What always happened was that the youth pastor with a Ph. D. in Adolescent and Youth studies tried to categorize and explain what my friends and I were thinking but too young to articulate with us present, and never once asked us if he was correct in his assumptions.

I realized then that that moment was the last time I could explain from first-hand experience what was going on in the mind of a teen inside the church.

I promptly opened up Microsoft Word, created a tacky cover page and changed the name of the document from Untitled to Untitled: Church and Religion through My Eyes.

I stared at that screen for what seemed like hours, felt warm inside about the start, and closed the document and crawled in bed. Tomorrow, I told myself, I’d know what to say after sleeping on it.

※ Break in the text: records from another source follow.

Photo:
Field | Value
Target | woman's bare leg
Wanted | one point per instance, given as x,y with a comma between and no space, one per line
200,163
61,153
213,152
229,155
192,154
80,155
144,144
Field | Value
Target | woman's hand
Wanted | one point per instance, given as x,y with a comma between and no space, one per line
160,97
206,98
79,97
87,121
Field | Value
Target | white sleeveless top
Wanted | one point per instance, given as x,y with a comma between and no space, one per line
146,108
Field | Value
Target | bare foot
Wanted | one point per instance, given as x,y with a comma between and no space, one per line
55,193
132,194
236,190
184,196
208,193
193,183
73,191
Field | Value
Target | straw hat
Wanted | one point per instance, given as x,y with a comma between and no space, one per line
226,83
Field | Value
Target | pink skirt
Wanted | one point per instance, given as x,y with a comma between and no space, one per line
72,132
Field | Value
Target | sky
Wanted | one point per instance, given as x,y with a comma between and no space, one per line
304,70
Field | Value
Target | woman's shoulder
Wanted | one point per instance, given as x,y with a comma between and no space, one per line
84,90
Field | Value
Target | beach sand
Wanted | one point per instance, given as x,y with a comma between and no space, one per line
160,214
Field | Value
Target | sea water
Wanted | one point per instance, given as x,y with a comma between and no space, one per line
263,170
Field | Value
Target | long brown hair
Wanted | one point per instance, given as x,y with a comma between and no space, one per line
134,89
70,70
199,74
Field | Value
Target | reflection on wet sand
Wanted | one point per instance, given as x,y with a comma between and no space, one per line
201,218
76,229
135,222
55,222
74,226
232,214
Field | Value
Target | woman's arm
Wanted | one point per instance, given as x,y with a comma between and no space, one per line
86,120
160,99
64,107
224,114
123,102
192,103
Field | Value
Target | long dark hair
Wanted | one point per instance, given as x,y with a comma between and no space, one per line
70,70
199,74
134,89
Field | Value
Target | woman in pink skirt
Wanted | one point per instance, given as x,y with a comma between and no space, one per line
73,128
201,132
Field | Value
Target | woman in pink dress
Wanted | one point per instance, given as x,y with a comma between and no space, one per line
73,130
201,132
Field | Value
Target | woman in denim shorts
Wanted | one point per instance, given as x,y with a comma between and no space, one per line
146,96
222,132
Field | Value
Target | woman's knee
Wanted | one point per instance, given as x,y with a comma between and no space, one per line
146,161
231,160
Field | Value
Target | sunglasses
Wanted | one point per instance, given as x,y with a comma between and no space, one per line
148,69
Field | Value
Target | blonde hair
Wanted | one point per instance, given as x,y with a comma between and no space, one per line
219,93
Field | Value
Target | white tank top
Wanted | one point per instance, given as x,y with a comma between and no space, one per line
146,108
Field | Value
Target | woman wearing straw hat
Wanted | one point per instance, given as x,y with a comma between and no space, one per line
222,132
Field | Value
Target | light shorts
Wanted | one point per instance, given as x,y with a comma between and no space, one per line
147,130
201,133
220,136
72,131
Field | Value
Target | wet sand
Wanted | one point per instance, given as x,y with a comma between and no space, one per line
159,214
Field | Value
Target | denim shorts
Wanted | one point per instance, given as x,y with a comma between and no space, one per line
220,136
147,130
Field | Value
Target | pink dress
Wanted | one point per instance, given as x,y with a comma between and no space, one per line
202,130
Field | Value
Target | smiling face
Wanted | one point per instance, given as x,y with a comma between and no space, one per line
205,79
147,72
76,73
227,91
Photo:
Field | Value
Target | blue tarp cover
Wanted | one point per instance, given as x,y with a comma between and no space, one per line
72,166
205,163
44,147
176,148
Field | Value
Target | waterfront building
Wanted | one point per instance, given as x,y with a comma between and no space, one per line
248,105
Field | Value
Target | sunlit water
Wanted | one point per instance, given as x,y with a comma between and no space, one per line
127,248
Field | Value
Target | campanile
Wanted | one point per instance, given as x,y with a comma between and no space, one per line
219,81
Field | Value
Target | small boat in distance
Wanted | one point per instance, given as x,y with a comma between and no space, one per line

If you were to boot up my parents’ computer today, under the folder “Pablo’s Files,” there’s a 13 KB Word document, proud owner of a tacky cover page—and not much else.

When I was approached to comment on religion and Adventism through a millennial’s eyes, I smirked and thought about that document. If my 16-year-old self could read what I’m about to write he’d probably feel slighted at how far off from the truth I am.

That’s the point, I think, of this whole mess. I’ve got to realize that what I write down here, reader, is no longer representative of what our youth are actually thinking. Seven years ago, I thought I was inundated by the media around me, but the alphabet soup of apps has only gotten thicker.

I want to be honest with myself, and by extension, you, the reader. All opinions are purely individual, biased, and laced with such a potent brand of cynicism that lady Macbeth would kill for a vial.

What I crave most of all is a community. I crave the presence of friends and mentors. Whether you’re one of the million types of introvert or extrovert, having someone or some group to share in our defeats and victories and silences is what drives us.

I enjoy moments of silence. I do not mind passing hours without speaking, so long as there’s someone there to share it with.

I equally enjoy listening. This is useful, since my major was and my (still) dream career is to be a writer, giving voice to survivors and fighters of the normal world.

Then there’s times I can’t be shut up. I want everyone to know about my day, and about the obstacles I’ve overcome or face-planted into.

I don’t like to assume things, but I’m going to throw an assumption out and hope it doesn’t splat someone or me in the face.

We all crave a community.

I don’t mean one where it’s all rainbows and butterflies and unicorns. I mean one where we can share silences, voices, face plants and victories and get more than a pat on the shoulder.

Where do I start?

Mean what I say, and choose my words carefully. “How are you?” should not be on my list of greetings if I don’t want to hear a long and honest answer about how someone is really doing. “Are you ok?” should make way to “Is everything all right?” (Guilty of that one. Recently, actually.) I suppose you can boil it down to “Am I doing everything in my power to make sure everyone around me has their needs met?”

I hear you, this isn’t what you wanted to hear. You want facts and my views to correlate with the statistics shouting that my generation is leaving the church in hordes.

If those are the answers you seek, I will disappoint you every week. I will touch on subjects that matter to me and why they should matter to you. I might engage in editorializing, but I want you to disagree with me.

Communication, then—how I act, how I speak, listen, do silence, and meet others where they are and not where I want them to be—communication is the key to life. Let’s commune.